Trump saw that the straight road to the heart of this constituency was to pander to its prejudices explicitly. So he did. Immigrants, he declared, took both your jobs and your women. He saw that working class whites had no interest in a rational immigration policy so he promised them a brutally irrational one: he would deport all 12 million illegal immigrants including their children, he would build a border wall you could see from outer space and he would get the Mexicans to pay for it.

He saw that they liked Medicaid so he broke with conservative orthodoxy about welfare spending on health. He recognized that white evangelicals were white first and evangelical later and guessed, correctly, that his anti-immigrant, anti-free trade rhetoric would win them over. Conservative pundits like George Will, Ross Douthat, Charles Krauthammer and Jennifer Rubin felt robbed of their ideological respectability by Trump's cheerful bigotry. They preferred the deniability of dog-whistling to Trump's more 'direct' methods. Marco Rubio, the darling of this class of 'respectable' Republican thinker, lost his home state, Florida, by a landslide because the white Republican base never forgave his attempt to broker a bi-partisan immigration bill in 2013.
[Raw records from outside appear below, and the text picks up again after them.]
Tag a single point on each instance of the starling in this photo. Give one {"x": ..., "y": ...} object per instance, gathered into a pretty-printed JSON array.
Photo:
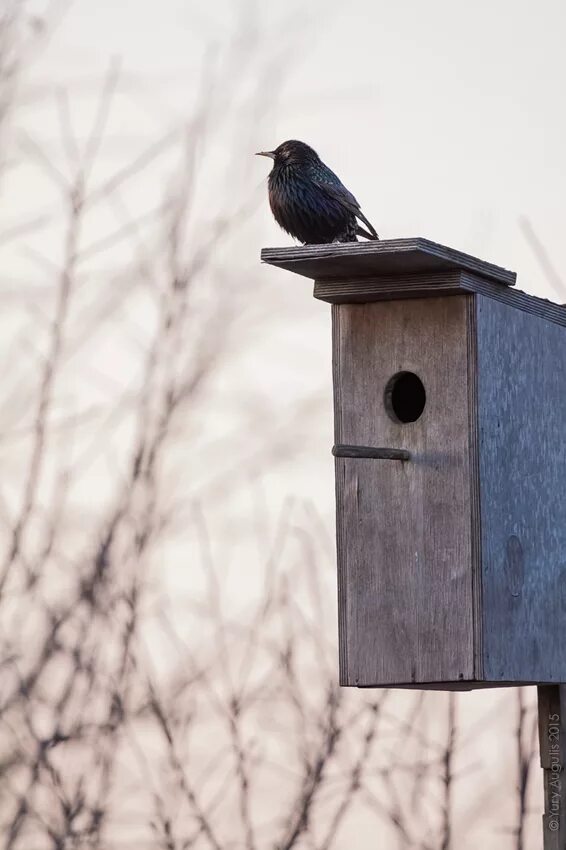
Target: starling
[{"x": 309, "y": 201}]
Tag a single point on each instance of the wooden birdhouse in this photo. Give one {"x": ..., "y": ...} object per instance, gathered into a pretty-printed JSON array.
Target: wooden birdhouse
[{"x": 450, "y": 431}]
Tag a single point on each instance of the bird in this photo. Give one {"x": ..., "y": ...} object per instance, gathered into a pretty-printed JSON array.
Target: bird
[{"x": 309, "y": 201}]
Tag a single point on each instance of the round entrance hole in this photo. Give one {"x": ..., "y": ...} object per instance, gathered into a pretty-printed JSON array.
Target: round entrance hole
[{"x": 405, "y": 397}]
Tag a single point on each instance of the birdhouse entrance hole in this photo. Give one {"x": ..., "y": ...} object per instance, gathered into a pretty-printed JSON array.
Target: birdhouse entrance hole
[{"x": 405, "y": 397}]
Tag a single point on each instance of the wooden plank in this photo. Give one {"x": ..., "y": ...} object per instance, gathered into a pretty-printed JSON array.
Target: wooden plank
[
  {"x": 403, "y": 528},
  {"x": 522, "y": 421},
  {"x": 552, "y": 742},
  {"x": 386, "y": 257},
  {"x": 388, "y": 287},
  {"x": 367, "y": 290}
]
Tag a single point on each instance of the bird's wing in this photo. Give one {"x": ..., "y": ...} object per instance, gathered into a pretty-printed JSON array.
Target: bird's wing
[{"x": 334, "y": 188}]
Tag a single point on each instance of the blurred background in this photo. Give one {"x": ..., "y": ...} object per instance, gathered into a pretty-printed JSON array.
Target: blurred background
[{"x": 168, "y": 663}]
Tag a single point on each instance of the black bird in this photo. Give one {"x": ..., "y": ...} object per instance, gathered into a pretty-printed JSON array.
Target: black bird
[{"x": 309, "y": 201}]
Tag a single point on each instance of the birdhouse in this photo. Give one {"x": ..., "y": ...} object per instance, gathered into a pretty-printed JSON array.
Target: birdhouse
[{"x": 450, "y": 462}]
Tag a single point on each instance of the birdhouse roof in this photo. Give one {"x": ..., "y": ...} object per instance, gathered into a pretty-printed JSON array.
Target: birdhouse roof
[{"x": 361, "y": 272}]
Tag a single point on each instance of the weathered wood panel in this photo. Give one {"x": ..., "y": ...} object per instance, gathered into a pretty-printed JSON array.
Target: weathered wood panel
[
  {"x": 386, "y": 288},
  {"x": 405, "y": 553},
  {"x": 522, "y": 450},
  {"x": 386, "y": 257}
]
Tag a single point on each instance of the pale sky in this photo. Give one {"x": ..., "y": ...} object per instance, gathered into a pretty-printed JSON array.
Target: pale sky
[{"x": 446, "y": 119}]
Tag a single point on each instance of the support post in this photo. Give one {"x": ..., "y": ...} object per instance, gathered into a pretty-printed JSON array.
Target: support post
[{"x": 552, "y": 741}]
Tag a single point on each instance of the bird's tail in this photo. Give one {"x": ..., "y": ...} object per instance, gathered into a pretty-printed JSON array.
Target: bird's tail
[
  {"x": 373, "y": 235},
  {"x": 361, "y": 232}
]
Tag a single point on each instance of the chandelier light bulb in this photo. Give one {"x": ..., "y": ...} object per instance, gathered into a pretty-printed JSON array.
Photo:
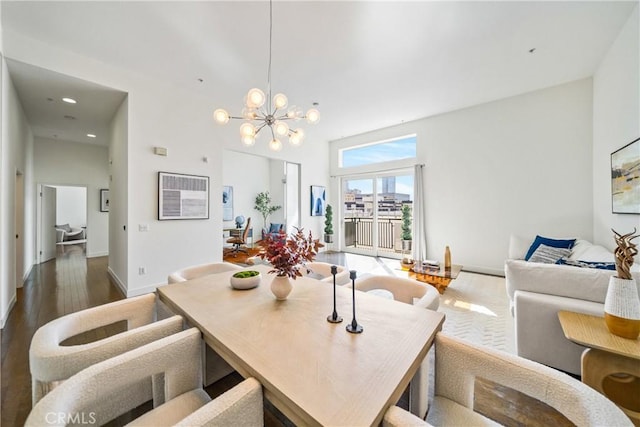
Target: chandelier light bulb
[
  {"x": 275, "y": 144},
  {"x": 221, "y": 116},
  {"x": 255, "y": 98},
  {"x": 313, "y": 116},
  {"x": 280, "y": 101},
  {"x": 248, "y": 140},
  {"x": 281, "y": 128},
  {"x": 247, "y": 129}
]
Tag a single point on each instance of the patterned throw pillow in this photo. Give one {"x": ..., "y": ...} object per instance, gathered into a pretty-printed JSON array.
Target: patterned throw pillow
[{"x": 549, "y": 255}]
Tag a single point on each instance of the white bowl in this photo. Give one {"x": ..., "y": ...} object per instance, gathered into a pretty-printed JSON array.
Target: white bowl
[{"x": 245, "y": 282}]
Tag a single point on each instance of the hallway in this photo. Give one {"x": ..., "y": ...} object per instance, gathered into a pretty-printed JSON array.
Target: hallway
[{"x": 69, "y": 283}]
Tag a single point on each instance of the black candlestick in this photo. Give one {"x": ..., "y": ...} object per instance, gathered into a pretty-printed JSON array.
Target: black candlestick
[
  {"x": 334, "y": 318},
  {"x": 353, "y": 327}
]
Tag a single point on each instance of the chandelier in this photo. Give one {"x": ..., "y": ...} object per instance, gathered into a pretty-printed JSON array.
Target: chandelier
[{"x": 261, "y": 112}]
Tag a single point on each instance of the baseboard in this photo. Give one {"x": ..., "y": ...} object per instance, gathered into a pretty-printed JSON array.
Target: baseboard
[
  {"x": 117, "y": 281},
  {"x": 97, "y": 254},
  {"x": 5, "y": 316}
]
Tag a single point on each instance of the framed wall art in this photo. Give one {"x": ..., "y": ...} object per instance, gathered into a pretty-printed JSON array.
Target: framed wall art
[
  {"x": 318, "y": 200},
  {"x": 182, "y": 196},
  {"x": 104, "y": 200},
  {"x": 227, "y": 203},
  {"x": 625, "y": 179}
]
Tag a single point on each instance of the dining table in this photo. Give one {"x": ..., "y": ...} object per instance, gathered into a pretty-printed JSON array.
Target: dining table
[{"x": 314, "y": 371}]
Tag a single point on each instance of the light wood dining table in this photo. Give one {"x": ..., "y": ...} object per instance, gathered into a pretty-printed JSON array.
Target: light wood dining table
[{"x": 313, "y": 371}]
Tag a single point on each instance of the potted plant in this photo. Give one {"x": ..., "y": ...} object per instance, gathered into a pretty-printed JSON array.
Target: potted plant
[
  {"x": 328, "y": 225},
  {"x": 407, "y": 262},
  {"x": 288, "y": 255},
  {"x": 264, "y": 206},
  {"x": 621, "y": 304}
]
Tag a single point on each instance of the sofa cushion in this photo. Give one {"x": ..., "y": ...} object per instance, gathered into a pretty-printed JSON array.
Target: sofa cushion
[
  {"x": 555, "y": 243},
  {"x": 548, "y": 254}
]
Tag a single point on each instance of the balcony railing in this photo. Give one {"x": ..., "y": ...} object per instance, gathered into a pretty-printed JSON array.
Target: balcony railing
[{"x": 358, "y": 233}]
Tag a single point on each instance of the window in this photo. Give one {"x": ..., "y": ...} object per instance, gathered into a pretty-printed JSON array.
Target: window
[{"x": 378, "y": 152}]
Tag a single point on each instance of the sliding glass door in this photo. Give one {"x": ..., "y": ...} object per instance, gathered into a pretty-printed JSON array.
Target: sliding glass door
[{"x": 372, "y": 212}]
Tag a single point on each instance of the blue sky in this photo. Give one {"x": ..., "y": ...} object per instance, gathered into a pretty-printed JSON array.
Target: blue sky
[{"x": 377, "y": 153}]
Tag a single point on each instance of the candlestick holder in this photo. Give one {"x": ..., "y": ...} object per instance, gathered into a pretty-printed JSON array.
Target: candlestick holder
[
  {"x": 334, "y": 318},
  {"x": 353, "y": 327}
]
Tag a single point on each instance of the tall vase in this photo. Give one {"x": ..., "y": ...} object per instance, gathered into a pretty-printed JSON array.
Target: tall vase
[
  {"x": 622, "y": 308},
  {"x": 281, "y": 287}
]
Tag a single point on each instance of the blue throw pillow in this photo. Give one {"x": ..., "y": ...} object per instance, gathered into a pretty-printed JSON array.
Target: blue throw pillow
[
  {"x": 588, "y": 264},
  {"x": 554, "y": 243}
]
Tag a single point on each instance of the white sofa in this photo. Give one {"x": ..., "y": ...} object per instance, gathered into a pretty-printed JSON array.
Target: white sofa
[{"x": 538, "y": 291}]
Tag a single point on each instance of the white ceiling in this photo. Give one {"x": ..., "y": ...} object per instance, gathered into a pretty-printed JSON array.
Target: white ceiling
[{"x": 370, "y": 64}]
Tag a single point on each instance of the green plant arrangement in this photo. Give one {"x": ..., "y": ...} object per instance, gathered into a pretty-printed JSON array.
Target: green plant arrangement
[
  {"x": 288, "y": 255},
  {"x": 328, "y": 225},
  {"x": 406, "y": 222},
  {"x": 264, "y": 206}
]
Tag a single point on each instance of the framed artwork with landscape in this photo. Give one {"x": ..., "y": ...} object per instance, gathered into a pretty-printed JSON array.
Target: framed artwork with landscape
[
  {"x": 318, "y": 200},
  {"x": 182, "y": 196},
  {"x": 625, "y": 179}
]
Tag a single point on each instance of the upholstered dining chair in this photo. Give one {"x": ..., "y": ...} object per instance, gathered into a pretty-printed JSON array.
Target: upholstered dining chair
[
  {"x": 195, "y": 271},
  {"x": 240, "y": 240},
  {"x": 415, "y": 293},
  {"x": 459, "y": 363},
  {"x": 322, "y": 272},
  {"x": 51, "y": 362},
  {"x": 95, "y": 395},
  {"x": 215, "y": 367}
]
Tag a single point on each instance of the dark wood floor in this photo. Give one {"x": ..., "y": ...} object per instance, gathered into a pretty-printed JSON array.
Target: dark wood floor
[{"x": 72, "y": 282}]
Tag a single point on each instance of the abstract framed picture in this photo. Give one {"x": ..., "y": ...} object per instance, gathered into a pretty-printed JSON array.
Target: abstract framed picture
[
  {"x": 104, "y": 200},
  {"x": 625, "y": 179},
  {"x": 182, "y": 196},
  {"x": 227, "y": 203},
  {"x": 318, "y": 200}
]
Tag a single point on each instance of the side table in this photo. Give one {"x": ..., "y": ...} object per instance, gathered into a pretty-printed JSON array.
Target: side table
[
  {"x": 611, "y": 364},
  {"x": 439, "y": 278}
]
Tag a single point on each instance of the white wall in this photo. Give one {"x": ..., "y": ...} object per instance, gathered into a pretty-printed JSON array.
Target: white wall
[
  {"x": 73, "y": 164},
  {"x": 71, "y": 206},
  {"x": 16, "y": 148},
  {"x": 616, "y": 122},
  {"x": 520, "y": 165},
  {"x": 248, "y": 175},
  {"x": 163, "y": 115}
]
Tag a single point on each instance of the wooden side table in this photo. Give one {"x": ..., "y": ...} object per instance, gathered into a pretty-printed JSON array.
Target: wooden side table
[
  {"x": 611, "y": 364},
  {"x": 440, "y": 278}
]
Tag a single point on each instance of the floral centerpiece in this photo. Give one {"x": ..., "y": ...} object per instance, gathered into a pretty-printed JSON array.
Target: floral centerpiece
[{"x": 288, "y": 255}]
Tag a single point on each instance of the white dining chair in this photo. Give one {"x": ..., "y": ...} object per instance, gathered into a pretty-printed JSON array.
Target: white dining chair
[
  {"x": 51, "y": 362},
  {"x": 215, "y": 368},
  {"x": 457, "y": 365},
  {"x": 95, "y": 395},
  {"x": 411, "y": 292}
]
Sections of this Republican pundit class, blind-sided by the Trump phenomenon, are predicting a brokered convention. According to them there will be a political coup where the GOP's elders will name an establishment candidate not called Trump and edge Donald out. This is a case of sore losers whistling in the wind. It is almost certain Trump will win the nomination and when he does, the clients and time-servers who make up the bulk of every political establishment, will, like the governor of New Jersey, Chris Christie, embrace him. Deep in their hearts they recognize that the party's beating heart has been, for decades, its angry white base.

Seen this way, Trump's ascension represents not a rupture with the past, but the base coming into its own and there will be no shortage of re-purposed intellectuals and born again pundits to explain to everyone who cares to listen the Importance of being Trump. We in India will look on knowingly, having been here before.